People Underestimate the Value of a Good Ramble

Tuesday, March 29, 2011

Fresh Bao, How Quaint


OMG!! I made Char Siu Bao today and it was awesome!!

OK, to be honest, I made a dumbed down version, but it was still really, really good.

Instead of making the bao from scratch ("Did she really make fresh bao? Quaint!") I cheated and used these yeast rolls that come frozen. They are just good yeast rolls, a little sweet and very puffy. I thawed them out, let them rise, stuffed them and let them rise again.

But that was the only cheating part. I did make my own version of the barbecue sauce, so it may not be exactly authentic, but it tasted amazing.

I slow roasted a pork shoulder butt - just over 2 lbs.: first I covered it in salt, pepper, chopped garlic and olive oil, seared it in a hot pan and then put it on a grate in my roaster, with a little water (not touching the roast), covered it tightly with foil and roasted it for an hour at 350F and for three additional hours at 300F.

When it came out it just fell apart, so I shredded it up and put it in the sauce I had made, in the same pan where I seared the roast. I removed all the garlic bits that had fallen off the roast when I seared it, cause it was starting to look burnt, but left all the lovely pork flavor. Then I added a little more oil, about half a finely chopped onion and one finely chopped clove of garlic. While that sauteed, I added 1/2 tsp ginger, 1/4 tsp salt, 3 tbls brown sugar, 1 tbls soy sauce, 2 tbls white vinegar and 5 tbls hoisin sauce. Keep in mind that these figures are all guesses cause I didn't really measure anything, but I just kept tasting it as I went along to make sure I had what I wanted.

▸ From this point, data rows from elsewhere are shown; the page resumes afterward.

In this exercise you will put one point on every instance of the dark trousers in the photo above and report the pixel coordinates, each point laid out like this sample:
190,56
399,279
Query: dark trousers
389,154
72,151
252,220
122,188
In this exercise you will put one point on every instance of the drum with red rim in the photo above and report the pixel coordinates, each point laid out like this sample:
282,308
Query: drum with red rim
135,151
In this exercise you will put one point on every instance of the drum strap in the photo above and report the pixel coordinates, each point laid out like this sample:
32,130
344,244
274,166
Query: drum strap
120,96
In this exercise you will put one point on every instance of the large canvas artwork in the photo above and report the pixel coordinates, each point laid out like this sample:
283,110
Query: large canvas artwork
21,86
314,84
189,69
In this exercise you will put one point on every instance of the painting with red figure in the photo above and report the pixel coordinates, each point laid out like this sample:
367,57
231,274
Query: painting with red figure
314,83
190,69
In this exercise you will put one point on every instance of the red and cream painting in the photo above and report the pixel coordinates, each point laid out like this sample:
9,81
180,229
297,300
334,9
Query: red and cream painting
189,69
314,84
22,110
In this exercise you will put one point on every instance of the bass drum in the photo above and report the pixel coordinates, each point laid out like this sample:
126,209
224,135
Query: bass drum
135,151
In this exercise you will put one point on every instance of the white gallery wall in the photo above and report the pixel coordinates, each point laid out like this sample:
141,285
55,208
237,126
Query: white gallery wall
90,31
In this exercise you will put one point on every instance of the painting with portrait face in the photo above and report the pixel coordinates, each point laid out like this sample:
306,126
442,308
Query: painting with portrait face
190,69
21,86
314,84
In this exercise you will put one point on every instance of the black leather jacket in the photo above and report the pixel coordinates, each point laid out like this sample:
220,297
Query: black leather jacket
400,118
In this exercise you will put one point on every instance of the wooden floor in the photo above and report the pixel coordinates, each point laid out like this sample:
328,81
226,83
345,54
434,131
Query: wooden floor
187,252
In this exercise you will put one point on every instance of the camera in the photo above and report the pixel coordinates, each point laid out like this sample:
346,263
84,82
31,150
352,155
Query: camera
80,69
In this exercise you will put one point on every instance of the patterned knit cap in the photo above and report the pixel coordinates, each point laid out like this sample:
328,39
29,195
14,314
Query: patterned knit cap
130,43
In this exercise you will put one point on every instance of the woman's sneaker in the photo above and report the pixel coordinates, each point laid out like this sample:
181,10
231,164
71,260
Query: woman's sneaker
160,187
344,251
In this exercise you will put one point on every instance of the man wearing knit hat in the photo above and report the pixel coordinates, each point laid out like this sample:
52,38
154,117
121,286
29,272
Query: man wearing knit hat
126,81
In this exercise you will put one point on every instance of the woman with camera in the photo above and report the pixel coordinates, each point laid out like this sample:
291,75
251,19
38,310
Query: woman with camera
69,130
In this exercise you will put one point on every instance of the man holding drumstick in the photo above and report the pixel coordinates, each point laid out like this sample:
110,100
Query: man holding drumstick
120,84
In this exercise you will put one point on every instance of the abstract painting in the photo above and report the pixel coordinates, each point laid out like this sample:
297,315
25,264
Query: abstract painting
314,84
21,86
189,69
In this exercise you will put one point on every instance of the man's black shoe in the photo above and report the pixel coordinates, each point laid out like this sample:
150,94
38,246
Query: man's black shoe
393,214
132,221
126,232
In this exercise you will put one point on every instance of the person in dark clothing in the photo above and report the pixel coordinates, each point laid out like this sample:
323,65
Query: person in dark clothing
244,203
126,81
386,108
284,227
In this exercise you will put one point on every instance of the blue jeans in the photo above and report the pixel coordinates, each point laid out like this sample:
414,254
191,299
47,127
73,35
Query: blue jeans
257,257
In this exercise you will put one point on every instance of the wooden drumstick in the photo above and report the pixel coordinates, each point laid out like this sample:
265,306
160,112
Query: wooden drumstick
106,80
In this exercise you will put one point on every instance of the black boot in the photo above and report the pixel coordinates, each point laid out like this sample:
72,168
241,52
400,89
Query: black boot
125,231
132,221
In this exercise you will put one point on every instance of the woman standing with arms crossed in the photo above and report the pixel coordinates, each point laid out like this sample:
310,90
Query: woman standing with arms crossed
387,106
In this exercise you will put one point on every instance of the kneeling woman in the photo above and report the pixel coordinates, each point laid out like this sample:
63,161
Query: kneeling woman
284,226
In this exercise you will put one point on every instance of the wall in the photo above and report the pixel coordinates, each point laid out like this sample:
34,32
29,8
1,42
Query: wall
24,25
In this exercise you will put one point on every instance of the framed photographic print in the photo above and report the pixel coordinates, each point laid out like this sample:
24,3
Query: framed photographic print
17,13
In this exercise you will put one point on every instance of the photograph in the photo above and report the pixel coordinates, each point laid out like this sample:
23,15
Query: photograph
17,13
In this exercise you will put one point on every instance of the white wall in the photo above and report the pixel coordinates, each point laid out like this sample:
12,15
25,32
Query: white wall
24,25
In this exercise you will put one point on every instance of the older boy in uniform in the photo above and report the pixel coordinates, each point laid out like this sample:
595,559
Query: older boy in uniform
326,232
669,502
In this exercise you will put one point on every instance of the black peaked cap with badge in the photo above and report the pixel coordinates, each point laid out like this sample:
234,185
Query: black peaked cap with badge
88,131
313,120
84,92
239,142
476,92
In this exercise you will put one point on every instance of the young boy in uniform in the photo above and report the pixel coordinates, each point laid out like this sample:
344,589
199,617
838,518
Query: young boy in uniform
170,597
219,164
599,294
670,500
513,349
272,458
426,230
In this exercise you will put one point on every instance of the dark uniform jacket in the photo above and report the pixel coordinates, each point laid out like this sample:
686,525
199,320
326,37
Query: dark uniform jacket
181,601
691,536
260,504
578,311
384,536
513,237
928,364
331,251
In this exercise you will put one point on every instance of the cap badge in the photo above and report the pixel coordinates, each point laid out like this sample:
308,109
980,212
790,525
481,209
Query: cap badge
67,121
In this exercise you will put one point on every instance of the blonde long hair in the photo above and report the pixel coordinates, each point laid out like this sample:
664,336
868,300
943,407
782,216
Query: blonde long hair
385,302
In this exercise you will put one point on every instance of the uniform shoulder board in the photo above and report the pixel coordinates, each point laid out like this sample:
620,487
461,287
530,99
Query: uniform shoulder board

Once I added in the roast pork (and I only used about 1/2 of it), the pork mostly soaked up the sauce, so it had the flavor, but wasn't all saucy.

I split up the pork into 9 buns (there are three of us and I wanted us to all have 3 each - cause we like to eat), twisted the edges up and let them rise again, and then steamed them in my metal veggie steamer for about 15 minutes. I don't have a bamboo steamer, but this worked just fine.

I did put two of them in the oven, just to see what would happen and they were good that way as well, just a little crunchier.